Here's the toy df I created:
library(tidyverse)
library(purrr)
# make toy df
Set1 <- c("A", "B", "C","A")
Set2 <- c("A", "D", "B", "A")
Set3 <- c(NA, "B", "C", "A")
Set4 <- c("A", "G", "B", "A")
Set5 <- c("F", "G", NA, "F")
Set6 <- c("A", "B", "C", "C")
sets <- rbind(Set1, Set2, Set3, Set4, Set5, Set6)
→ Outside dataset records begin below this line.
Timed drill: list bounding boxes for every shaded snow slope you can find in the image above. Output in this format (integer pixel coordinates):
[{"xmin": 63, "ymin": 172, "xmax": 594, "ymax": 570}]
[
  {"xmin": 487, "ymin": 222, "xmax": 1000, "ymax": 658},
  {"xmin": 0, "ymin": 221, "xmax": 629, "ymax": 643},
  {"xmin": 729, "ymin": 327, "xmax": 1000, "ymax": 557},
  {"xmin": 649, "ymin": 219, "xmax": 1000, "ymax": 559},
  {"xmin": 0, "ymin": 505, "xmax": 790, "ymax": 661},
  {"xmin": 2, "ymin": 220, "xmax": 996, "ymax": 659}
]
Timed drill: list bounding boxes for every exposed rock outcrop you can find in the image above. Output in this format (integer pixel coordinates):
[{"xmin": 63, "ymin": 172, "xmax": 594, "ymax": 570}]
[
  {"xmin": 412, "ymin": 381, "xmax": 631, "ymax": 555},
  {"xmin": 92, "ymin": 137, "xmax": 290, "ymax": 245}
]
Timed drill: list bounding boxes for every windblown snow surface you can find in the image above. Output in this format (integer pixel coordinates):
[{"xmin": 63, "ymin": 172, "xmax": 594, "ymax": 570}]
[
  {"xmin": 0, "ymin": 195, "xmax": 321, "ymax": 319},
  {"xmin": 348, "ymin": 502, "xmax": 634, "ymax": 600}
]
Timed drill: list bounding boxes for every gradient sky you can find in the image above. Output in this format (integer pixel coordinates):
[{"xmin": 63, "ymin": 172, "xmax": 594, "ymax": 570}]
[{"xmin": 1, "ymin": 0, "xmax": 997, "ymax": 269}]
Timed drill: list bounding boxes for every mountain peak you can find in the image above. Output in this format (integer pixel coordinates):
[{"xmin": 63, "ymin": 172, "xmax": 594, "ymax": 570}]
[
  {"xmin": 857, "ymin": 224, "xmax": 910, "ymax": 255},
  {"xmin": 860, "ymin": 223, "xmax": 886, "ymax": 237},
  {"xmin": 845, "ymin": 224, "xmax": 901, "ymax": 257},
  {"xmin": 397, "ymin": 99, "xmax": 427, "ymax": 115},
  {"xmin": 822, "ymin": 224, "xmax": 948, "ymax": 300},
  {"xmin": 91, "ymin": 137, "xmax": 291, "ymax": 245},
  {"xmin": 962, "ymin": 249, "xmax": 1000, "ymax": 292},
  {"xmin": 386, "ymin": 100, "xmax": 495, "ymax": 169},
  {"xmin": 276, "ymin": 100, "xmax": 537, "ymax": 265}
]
colnames(sets) <- c("Var1", "Var2", "Var3", "Var4")
sets
Var1 Var2 Var3 Var4
Set1 "A" "B" "C" "A"
Set2 "A" "D" "B" "A"
Set3 NA "B" "C" "A"
Set4 "A" "D" "B" "A"
Set5 "F" "G" NA "F"
Set6 "A" "B" "C" "C"
And here's the desired output, either as a separate df or as a new column, either one would be just as good:
# as new column
Var1 Var2 Var3 Var4 COMP
Set1 "A" "B" "C" "A" "Group1"
Set2 "A" "D" "B" "A" "Group2
Set3 NA "B" "C" "A" "Group1"
Set4 "A" "D" "B" "A" "Group3"
Set5 "F" "G" NA "F" "Group4"
Set6 "A" "B" "C" "C" "Group5"
# as new df
COMP
Set1 "Group1"
Set2 "Group2
Set3 "Group1"
Set4 "Group3"
Set5 "Group4"
Set6 "Group5"
I'm thinking this can be achieved with rowwise()
and map
, but even after reading similar questions I cannot figure out exactly how to achieve this, especially how to name the new groups consecutively and consistently. Any ideas would be much appreciated.